Objective measures and factor analysis

Next, we measured a number of physical facial features. This allowed us to assess how various physical characteristics of the faces co-vary in creating meaningful psychological constructs. Based on a review of the social perception literature (Blair & Judd, 2010; Zebrowitz, 1997), we measured the median luminance of the face, nose width, nose length, lip thickness, face length, height and width of each eye, face width at the most prominent part of the cheek, face width at mouth, forehead length, distance between each pupil and the top of the head, distance between each pupil and the upper lip, chin length, length of cheek to chin for both sides of the face, and distance between pupils (see Table 1 for a list of all assessed facial features and a description of how each measure was derived). Before measuring, a guide was created so that research assistants could see how each measure was to be completed (this guide is posted on the CFD website for reference). Two research assistants independently completed the measures using Adobe Photoshop software. Once both raters finished measuring all of the faces, an absolute difference between the two measurements was computed. Differences greater than 20 % of the average were flagged and discussed by the research assistants. These differences were then reconciled and a final set of measures was obtained based on the raters’ average. The inter-rater reliability of the physical measures was high (rs ≥ .74).

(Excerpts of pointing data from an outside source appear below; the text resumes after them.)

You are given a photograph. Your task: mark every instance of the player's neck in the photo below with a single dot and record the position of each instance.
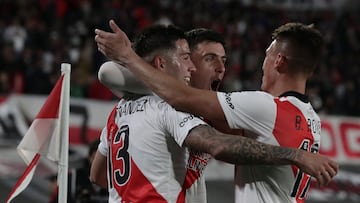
(286, 85)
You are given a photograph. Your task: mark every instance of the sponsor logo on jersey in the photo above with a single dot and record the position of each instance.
(132, 107)
(186, 119)
(198, 160)
(228, 100)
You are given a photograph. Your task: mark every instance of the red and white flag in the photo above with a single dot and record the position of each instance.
(42, 137)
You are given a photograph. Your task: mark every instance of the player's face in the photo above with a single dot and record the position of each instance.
(179, 63)
(209, 59)
(269, 70)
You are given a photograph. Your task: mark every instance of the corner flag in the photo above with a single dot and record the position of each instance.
(48, 135)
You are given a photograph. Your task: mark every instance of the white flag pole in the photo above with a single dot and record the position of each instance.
(64, 134)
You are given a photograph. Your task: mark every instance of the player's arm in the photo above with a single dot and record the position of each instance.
(98, 170)
(116, 46)
(242, 150)
(119, 80)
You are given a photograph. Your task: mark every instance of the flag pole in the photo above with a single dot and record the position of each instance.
(64, 134)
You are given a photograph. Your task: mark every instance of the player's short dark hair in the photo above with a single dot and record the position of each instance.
(305, 44)
(199, 35)
(157, 38)
(93, 146)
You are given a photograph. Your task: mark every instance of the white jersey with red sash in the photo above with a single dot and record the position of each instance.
(288, 120)
(146, 161)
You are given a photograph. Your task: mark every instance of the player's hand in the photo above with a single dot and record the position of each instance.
(319, 166)
(115, 45)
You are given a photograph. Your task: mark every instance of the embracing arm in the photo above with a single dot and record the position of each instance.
(241, 150)
(116, 46)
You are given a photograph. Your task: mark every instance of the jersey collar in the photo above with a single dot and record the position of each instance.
(298, 95)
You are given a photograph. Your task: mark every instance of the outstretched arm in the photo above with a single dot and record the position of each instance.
(119, 80)
(241, 150)
(116, 46)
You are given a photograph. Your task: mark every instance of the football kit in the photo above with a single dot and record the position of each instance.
(143, 142)
(288, 120)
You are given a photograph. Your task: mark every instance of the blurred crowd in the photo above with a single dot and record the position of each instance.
(36, 36)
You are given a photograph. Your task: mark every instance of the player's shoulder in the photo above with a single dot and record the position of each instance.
(249, 95)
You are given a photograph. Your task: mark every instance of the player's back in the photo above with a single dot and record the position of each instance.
(286, 121)
(148, 163)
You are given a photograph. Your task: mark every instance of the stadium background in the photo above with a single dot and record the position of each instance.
(36, 36)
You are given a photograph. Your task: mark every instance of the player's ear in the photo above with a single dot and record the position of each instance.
(281, 63)
(159, 63)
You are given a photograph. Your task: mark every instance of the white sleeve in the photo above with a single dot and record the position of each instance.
(119, 79)
(251, 110)
(178, 124)
(103, 145)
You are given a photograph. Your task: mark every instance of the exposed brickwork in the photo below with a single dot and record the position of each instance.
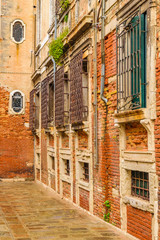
(51, 140)
(66, 190)
(106, 174)
(136, 137)
(82, 140)
(84, 198)
(65, 140)
(139, 223)
(16, 141)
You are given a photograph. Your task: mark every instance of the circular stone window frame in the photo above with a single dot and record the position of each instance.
(24, 31)
(11, 111)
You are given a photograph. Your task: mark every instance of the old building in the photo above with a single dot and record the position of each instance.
(16, 66)
(95, 114)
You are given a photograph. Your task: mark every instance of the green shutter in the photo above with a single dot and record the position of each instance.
(135, 60)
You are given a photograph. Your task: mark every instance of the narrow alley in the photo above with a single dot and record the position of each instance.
(29, 211)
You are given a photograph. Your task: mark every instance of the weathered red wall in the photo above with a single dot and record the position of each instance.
(16, 142)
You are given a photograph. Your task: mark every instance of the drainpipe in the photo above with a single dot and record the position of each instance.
(54, 63)
(103, 53)
(95, 89)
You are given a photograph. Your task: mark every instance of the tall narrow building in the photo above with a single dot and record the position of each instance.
(16, 63)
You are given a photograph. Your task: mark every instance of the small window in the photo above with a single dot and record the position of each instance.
(67, 170)
(17, 102)
(86, 172)
(140, 184)
(18, 31)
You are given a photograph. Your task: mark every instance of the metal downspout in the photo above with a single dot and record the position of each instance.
(54, 63)
(103, 53)
(95, 89)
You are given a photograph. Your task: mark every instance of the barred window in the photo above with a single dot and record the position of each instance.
(131, 62)
(17, 102)
(140, 184)
(67, 169)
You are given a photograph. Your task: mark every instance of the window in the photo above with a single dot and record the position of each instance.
(51, 163)
(140, 184)
(17, 102)
(131, 62)
(18, 31)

Table 1 Facial features and measurements (Study 1)

Results

Subjective ratings

Analyses for this study were strictly descriptive. Our goals were to estimate the reliability of ratings and assess average raters’ judgments of targets in the stimulus set. Because we had large amounts of randomly missing data in the subjective measures due to our sampling procedure, we calculated reliability using an estimation of interdependence procedure prescribed by Kenny and Judd (1996; see also Judd & McClelland, 1998). This technique yielded estimates of the reliability of single items, which were then submitted to the Spearman-Brown Prophecy Formula. Reliability for each judgment is presented in Table 2. Overall, reliabilities were high, ranging from .89 to .99. We caution, however, that these estimates are very likely to be inflated due to the large sample size of raters. Interrater reliability for the Eurocentricity-Afrocentricity ratings was also very high (α = .99).

Table 2 Reliability measures of neutrally expressed targets in the Chicago Face Database (n = 1,087; Study 1)

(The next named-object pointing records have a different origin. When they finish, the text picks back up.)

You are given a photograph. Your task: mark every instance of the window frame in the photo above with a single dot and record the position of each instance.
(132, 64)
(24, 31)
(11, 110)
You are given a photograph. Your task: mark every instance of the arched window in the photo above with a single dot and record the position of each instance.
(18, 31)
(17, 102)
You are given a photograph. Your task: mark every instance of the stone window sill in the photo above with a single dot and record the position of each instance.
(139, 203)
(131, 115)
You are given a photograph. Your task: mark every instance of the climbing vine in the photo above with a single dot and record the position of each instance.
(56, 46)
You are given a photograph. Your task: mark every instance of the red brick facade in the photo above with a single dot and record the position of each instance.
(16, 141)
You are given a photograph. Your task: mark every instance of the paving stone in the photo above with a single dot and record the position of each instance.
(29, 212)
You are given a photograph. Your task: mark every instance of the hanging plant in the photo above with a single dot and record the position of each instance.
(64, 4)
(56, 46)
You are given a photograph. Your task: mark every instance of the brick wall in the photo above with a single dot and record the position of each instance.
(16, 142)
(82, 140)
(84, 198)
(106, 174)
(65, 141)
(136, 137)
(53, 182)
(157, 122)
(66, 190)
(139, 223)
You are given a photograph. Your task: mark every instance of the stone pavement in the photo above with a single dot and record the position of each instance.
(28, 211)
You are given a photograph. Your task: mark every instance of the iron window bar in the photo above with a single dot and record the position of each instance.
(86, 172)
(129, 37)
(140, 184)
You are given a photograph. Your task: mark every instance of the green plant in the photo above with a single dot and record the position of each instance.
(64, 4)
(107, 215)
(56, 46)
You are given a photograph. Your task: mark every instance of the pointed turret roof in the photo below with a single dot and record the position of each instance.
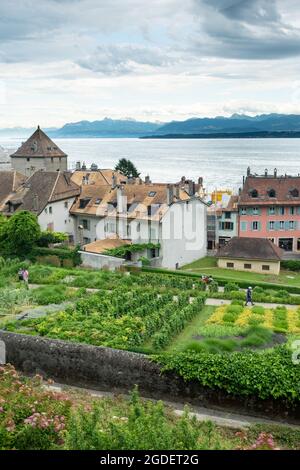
(39, 145)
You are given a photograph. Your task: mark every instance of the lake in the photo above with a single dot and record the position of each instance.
(221, 162)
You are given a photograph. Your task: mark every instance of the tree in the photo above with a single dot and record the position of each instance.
(20, 233)
(127, 168)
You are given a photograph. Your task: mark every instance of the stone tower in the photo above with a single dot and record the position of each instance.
(39, 152)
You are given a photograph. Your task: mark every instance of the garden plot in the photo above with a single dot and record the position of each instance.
(279, 319)
(122, 318)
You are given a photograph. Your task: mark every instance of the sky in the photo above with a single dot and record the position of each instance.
(159, 60)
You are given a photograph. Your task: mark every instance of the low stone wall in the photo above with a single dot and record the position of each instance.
(98, 261)
(119, 371)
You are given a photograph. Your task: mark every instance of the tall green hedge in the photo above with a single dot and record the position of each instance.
(268, 374)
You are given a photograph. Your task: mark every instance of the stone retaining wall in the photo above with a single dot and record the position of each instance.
(119, 371)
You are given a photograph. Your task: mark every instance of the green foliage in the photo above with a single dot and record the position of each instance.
(280, 323)
(213, 287)
(291, 264)
(127, 168)
(51, 294)
(265, 374)
(20, 234)
(230, 287)
(122, 251)
(47, 238)
(31, 418)
(61, 253)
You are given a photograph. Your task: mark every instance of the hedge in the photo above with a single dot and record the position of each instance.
(223, 281)
(291, 264)
(61, 253)
(269, 374)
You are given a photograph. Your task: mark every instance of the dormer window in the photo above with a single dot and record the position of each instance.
(294, 192)
(272, 193)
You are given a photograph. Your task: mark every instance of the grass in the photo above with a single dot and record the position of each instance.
(179, 343)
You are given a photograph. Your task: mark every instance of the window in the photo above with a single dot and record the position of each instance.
(226, 225)
(272, 193)
(272, 210)
(86, 224)
(294, 192)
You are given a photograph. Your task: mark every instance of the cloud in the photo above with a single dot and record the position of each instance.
(124, 59)
(243, 29)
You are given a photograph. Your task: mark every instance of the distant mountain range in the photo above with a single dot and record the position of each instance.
(238, 125)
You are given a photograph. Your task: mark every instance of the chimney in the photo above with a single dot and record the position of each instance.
(190, 187)
(170, 193)
(113, 181)
(35, 203)
(121, 200)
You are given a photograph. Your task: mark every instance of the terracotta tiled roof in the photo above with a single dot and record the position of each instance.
(10, 181)
(283, 186)
(250, 248)
(39, 145)
(232, 204)
(97, 177)
(41, 188)
(139, 198)
(100, 246)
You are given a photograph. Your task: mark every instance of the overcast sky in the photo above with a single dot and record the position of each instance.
(70, 60)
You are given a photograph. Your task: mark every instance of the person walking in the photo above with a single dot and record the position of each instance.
(26, 278)
(249, 296)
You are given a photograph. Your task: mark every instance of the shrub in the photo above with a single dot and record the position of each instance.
(264, 374)
(231, 286)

A number of significant correlations among subjective ratings emerged. In the interest of space, these correlations are presented in Table 3.

Table 3 Correlations of subjective target ratings (Study 1)

Objective measures and factor analysis

We submitted median face luminance, face length, face width at cheeks, face width at mouth, face shape, heartshapedness, nose shape, lipfullness, eye shape, eye size, upper head length, midface length, chin length, forehead height, cheekbone height, cheekbone prominence face roundness, and facial width to height ratio to an exploratory factor analysis using a principal component analysis with varimax rotation. A four-factor solution explained 72.26 % of the variance. Factor 1 corresponded with the facial width and had an Eigenvalue of 3.62 (20.11 % of the variance). Face width at cheeks, face width at mouth, face roundness, and a larger facial width to height ratio all loaded positively on Factor 1. Factor 2 corresponded with gender. Factor 2 had an Eigenvalue of 3.58 and explained 19.90 % of the variance among the variables. Cheekbone prominence, heartshapedness, eye shape, and eye size all positively loaded on Factor 2, while face length and chin length negatively loaded on Factor 2. Factor 3 clearly represented race and had an Eigenvalue of 3.21, explaining 17.81 % of the variance. Median luminance, chin length, and forehead height positively loaded on Factor 3, whereas nose shape and lip fullness negatively loaded on Factor 3. Finally, factor 4 reflected the upper to lower length ratio of the face. Factor 4 had an Eigenvalue of 2.60 and explained 14.45 % of the variance among the variables. Upper head length positively loaded on factor 4 and midface length, chin length, and cheekbone height negatively loaded on factor 4.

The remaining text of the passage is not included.